Approved plans for a new church in south Reading are now set to be rejected after a government agency warned that the site’s new occupants would be at risk of death.

The Health and Safety Executive (HSE) has repeatedly advised against the application at 448a Basingstoke Road, Whitley, due to the site’s proximity to flammable materials at the neighbouring Gillette UK headquarters.

Stuart Reston, HSE’s principal specialist inspector, said: “Should a major accident occur, the fire and/or explosion would most likely lead to occupants of the proposed Reading Family Church being killed."

HSE was forced to intervene over safety fears after Reading Family Church’s application to convert warehouse and office space into a church was approved by Reading Borough Council’s (RBC) planning committee on September 5, against the agency’s advice.

Unconvinced that planning committee members “fully understood the seriousness of HSE’s advice” and the risks from a major accident at the neighbouring site, HSE reiterated their concerns and advised officers to bring the application back to committee.

After the application was re-submitted for consideration at the upcoming planning committee, HSE stated that they would call in the case to the Secretary of State if the committee approved the application again.

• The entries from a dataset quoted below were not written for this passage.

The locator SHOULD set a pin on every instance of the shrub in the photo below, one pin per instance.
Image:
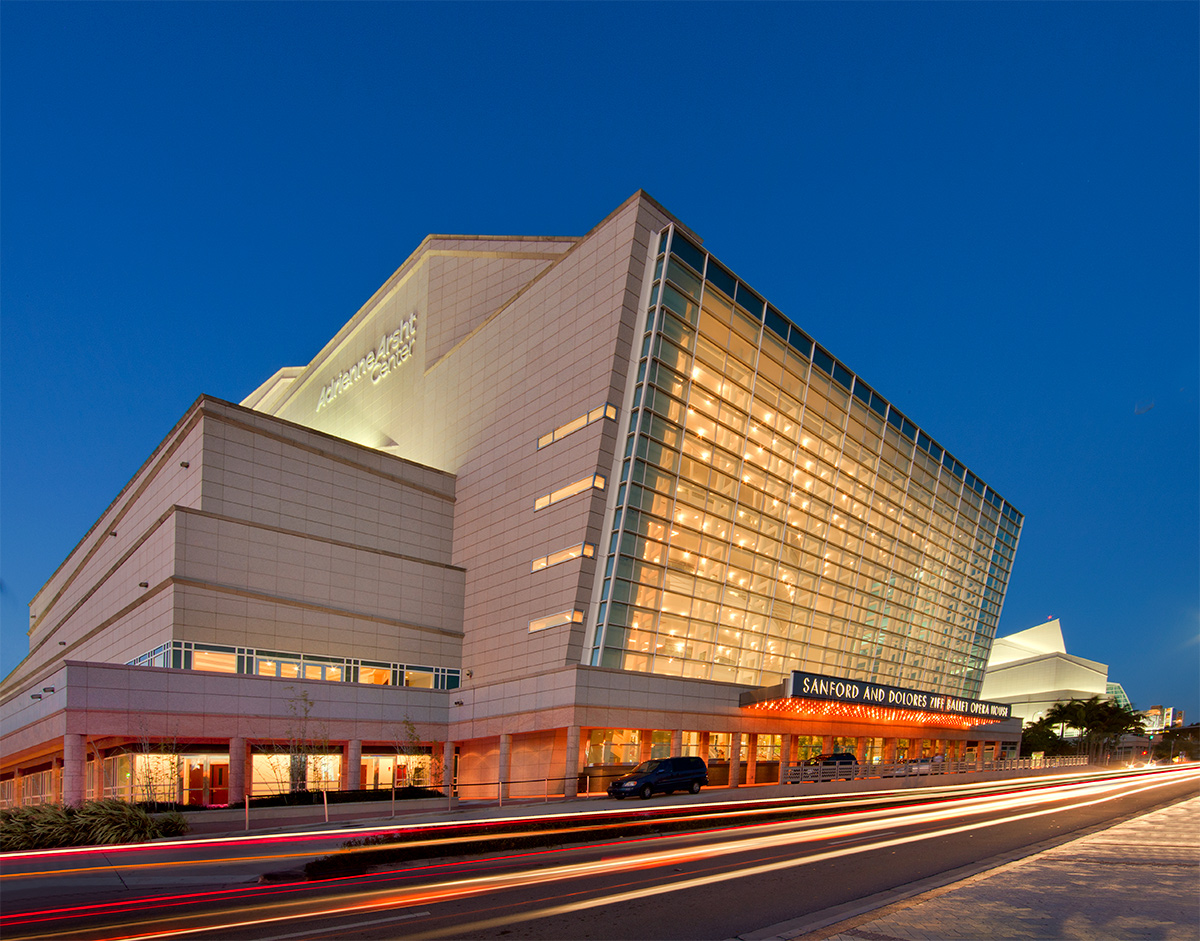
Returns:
(95, 822)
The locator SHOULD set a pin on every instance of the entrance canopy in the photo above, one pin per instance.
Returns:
(815, 696)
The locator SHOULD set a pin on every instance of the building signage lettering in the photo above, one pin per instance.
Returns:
(393, 351)
(814, 687)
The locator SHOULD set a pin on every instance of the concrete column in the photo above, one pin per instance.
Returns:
(75, 756)
(97, 773)
(448, 767)
(571, 766)
(239, 781)
(505, 763)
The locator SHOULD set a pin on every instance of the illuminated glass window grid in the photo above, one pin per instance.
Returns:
(660, 430)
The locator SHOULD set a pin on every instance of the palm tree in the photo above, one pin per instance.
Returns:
(1101, 723)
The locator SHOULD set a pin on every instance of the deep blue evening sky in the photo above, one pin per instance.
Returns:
(989, 210)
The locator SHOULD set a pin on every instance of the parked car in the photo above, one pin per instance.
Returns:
(829, 766)
(661, 775)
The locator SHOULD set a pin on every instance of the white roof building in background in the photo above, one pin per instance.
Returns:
(1031, 670)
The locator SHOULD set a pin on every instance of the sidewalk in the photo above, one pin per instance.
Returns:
(1137, 880)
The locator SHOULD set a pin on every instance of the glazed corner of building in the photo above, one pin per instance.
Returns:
(538, 495)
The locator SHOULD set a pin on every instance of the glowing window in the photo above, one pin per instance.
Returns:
(215, 661)
(379, 676)
(555, 621)
(562, 431)
(586, 550)
(570, 490)
(415, 676)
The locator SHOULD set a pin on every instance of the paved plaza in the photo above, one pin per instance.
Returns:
(1137, 880)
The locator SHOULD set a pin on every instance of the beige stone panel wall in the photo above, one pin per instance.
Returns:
(463, 291)
(118, 618)
(111, 700)
(208, 615)
(535, 765)
(327, 490)
(107, 563)
(559, 351)
(358, 413)
(537, 762)
(232, 556)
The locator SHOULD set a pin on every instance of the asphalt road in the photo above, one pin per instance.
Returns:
(742, 874)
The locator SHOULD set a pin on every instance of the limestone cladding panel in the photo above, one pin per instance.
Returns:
(552, 355)
(359, 412)
(234, 557)
(123, 549)
(235, 618)
(125, 701)
(319, 492)
(119, 612)
(463, 291)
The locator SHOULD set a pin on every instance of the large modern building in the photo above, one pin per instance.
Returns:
(1031, 670)
(543, 507)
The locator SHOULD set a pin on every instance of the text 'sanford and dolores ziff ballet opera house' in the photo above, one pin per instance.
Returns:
(543, 507)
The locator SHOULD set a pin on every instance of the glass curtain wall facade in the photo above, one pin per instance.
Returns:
(774, 513)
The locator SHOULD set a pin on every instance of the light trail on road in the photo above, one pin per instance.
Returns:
(778, 841)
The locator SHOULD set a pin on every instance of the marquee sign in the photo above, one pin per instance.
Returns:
(393, 351)
(838, 689)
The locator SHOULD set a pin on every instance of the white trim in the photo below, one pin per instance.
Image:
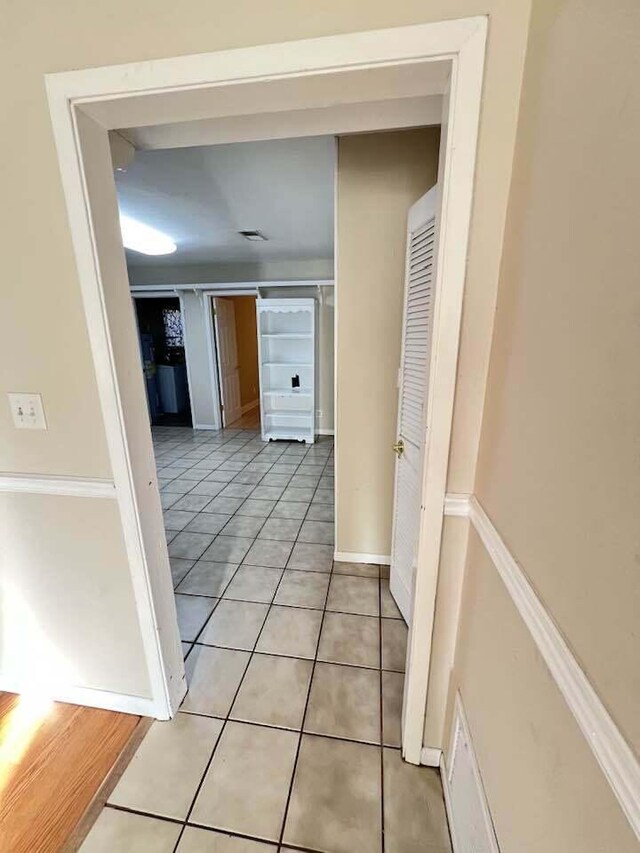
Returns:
(353, 557)
(107, 699)
(612, 752)
(460, 717)
(456, 191)
(43, 484)
(456, 505)
(430, 756)
(444, 779)
(104, 89)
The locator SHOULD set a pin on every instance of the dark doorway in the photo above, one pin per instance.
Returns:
(161, 335)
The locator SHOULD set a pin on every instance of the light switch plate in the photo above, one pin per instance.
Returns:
(27, 411)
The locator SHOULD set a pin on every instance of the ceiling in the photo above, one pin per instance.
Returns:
(202, 196)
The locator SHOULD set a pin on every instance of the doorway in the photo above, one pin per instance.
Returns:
(235, 351)
(85, 104)
(162, 350)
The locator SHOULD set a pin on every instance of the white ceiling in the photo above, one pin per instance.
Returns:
(202, 196)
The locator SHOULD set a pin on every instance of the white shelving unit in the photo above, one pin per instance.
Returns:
(286, 349)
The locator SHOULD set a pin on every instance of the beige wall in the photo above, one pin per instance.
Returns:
(558, 467)
(247, 341)
(380, 175)
(45, 341)
(546, 792)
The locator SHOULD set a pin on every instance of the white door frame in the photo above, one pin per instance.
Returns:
(84, 105)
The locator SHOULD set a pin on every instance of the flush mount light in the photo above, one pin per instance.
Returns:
(144, 239)
(254, 236)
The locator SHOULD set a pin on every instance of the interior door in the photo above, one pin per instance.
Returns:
(413, 381)
(224, 320)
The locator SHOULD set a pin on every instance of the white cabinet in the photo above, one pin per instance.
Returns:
(286, 352)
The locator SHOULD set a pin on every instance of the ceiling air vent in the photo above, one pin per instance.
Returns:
(254, 236)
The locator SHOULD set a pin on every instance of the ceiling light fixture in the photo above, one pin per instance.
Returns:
(254, 236)
(144, 239)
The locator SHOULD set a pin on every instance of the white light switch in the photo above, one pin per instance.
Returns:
(27, 411)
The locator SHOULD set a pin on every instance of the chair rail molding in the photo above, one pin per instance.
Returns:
(44, 484)
(612, 752)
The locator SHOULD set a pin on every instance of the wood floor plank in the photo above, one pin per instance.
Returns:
(51, 768)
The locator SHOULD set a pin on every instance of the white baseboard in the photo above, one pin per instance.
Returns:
(80, 487)
(612, 752)
(430, 756)
(353, 557)
(470, 823)
(122, 702)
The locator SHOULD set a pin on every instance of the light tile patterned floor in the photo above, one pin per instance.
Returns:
(289, 736)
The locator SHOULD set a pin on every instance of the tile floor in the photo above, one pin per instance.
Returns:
(288, 738)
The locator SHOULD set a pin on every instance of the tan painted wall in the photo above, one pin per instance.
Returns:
(247, 340)
(546, 792)
(558, 469)
(45, 342)
(380, 175)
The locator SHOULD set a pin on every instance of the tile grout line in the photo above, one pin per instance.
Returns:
(325, 465)
(285, 813)
(226, 720)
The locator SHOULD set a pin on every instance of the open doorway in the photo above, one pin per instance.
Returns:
(236, 355)
(161, 334)
(83, 109)
(247, 485)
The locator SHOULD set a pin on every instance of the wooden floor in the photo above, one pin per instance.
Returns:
(53, 760)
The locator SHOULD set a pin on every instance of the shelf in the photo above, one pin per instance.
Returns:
(292, 336)
(284, 364)
(291, 433)
(287, 392)
(293, 414)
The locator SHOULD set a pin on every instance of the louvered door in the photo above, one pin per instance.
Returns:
(413, 379)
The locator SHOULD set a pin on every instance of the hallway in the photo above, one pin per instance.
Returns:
(289, 736)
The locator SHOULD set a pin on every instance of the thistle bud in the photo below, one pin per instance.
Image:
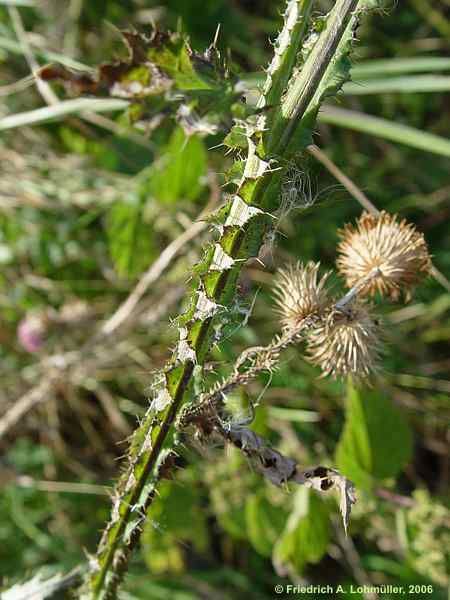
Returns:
(391, 248)
(299, 293)
(345, 343)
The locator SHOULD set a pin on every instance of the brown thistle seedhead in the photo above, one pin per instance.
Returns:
(395, 248)
(299, 294)
(345, 343)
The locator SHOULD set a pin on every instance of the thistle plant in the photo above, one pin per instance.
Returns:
(310, 62)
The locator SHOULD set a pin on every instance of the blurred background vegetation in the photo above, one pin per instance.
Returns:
(88, 203)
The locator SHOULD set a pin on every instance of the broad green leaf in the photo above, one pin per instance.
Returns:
(307, 532)
(264, 522)
(383, 128)
(179, 174)
(131, 241)
(376, 442)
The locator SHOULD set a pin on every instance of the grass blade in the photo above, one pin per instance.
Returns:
(389, 130)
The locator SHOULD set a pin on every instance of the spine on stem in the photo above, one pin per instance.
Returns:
(243, 224)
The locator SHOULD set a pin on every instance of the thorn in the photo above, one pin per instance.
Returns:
(216, 36)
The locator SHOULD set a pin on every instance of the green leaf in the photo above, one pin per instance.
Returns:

HSE will attend the meeting, on December 5, to state their concerns.

Mr Reston said: “This is an exceptional course of action for HSE. It is extremely rare for HSE to attend planning committees to explain our advice.”

The agency has only requested calling in applications on seven occasions in the last 35 years, out of around 105,000 planning applications consulted on in that time across Great Britain.

The Gillette site is subject to the Controls of Major Accident Hazards Regulations 2015 due to its five large LPG tanks, a road tanker off-loading area, a bulk ethanol tank, and finished aerosol products.

The proposed development is wholly within the HSE’s most hazardous ‘inner zone’; anyone in the 448a Basingstoke Road building would be killed in the event of a worst-case scenario fire and subsequent thermal radiation.

Officers have recommended that the committee refuse planning permission based on the HSE’s advice.

Prior to September’s planning committee, Gillette owners Procter & Gamble, raised concerns but agreed that controls to external activities at the church site would deal with the concerns.

The application had been supported by Reading West MP Alok Sharma and RBC councillors John Ennis, Sophia James, and Emmett McKenna.

The HSE is the government’s independent body for public safety advice on proposed developments in the vicinity of major accident hazards.

Its aim is to keep inappropriate developments away from major hazard sites and major accident hazard pipelines to reduce the risk or consequences of a major accident.

Mr Reston suggested the agency would likely not advise against a lowly populated manufacturing workplace that already puts its workers at risks from its general work activity.